The more time you spend in pre-production, the less time you spend on the rest of the project, but I learned there’s something to be said for adaptability and improvisation too.
Once I had everything planned and scheduled, it was time to film! We filmed the interviews before the show itself because it gave us footage for a short promo video ahead of Creative Juices. There were a lot of moving parts to keep track of, but I kept to the checklist and Sarah Ditkoff, Communications Director, was a huge help in setting up and recording the audio. The interviews went well, and they looked great.

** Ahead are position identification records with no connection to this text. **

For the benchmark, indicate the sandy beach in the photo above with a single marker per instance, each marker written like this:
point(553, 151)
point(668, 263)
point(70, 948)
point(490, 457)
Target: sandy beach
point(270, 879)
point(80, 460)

Filming at Creative Juices was an interesting challenge for me. I’m shy, and filming at a party made me feel intrusive and obnoxious. Ultimately, I got enough footage for the video, but I know that I would film differently, more confidently, if I did this again. Practice makes perfect.
Editing is a close second to my favorite part of filmmaking. I like assembling footage and audio and finding the story. The first stab at editing feels a little like dumping Legos all over the floor before building. As the video takes form, however, it’s a lot like sculpting clay where you have to find the right places to cut and shape the pieces.
The editing process also loops into the approval and revision process. I learned a lot about the steps the marketing team and FableVision Studios takes to ensure a project is at its absolute best before final approval and release . I found the approval process immensely fulfilling as a creator.
Once I had approval, it was time to market the video through Facebook, Twitter, and Instagram. Something I’ve learned during my internship is that crafting effective and compelling social media posts requires skill, insight, and a sharp wit, and every platform challenges you to take up a slightly different voice.
Marketing FableFolk: Creative Juices, like marketing anything, required me to carefully consider what I wanted to convey about the video. What was my message? My instinct was to shout, “look at this new video series I made!” but the better angle was to center the story on Creative Juices. The video complemented the show as a retrospective piece, and I think the social media around the video posts reflected that. I was honored to create something that spoke for the people at FableVison.
What did I learn?
The FableFolk video project was a great way to put the skills I’ve learned at school into practice, and it was also an opportunity to figure out what aspects of production I enjoy most. I learned that cinematography is a challenge for me, but I love project management, interviewing, and editing. Working amidst a crowd of strangers at an event is something I would like to improve on.
An important lesson I took away from this project was how to create something that fits in with an organization’s identity and operations, and how to work as a team across departments to create something special. I couldn’t have made this film without FableVision and the talented people in the studio!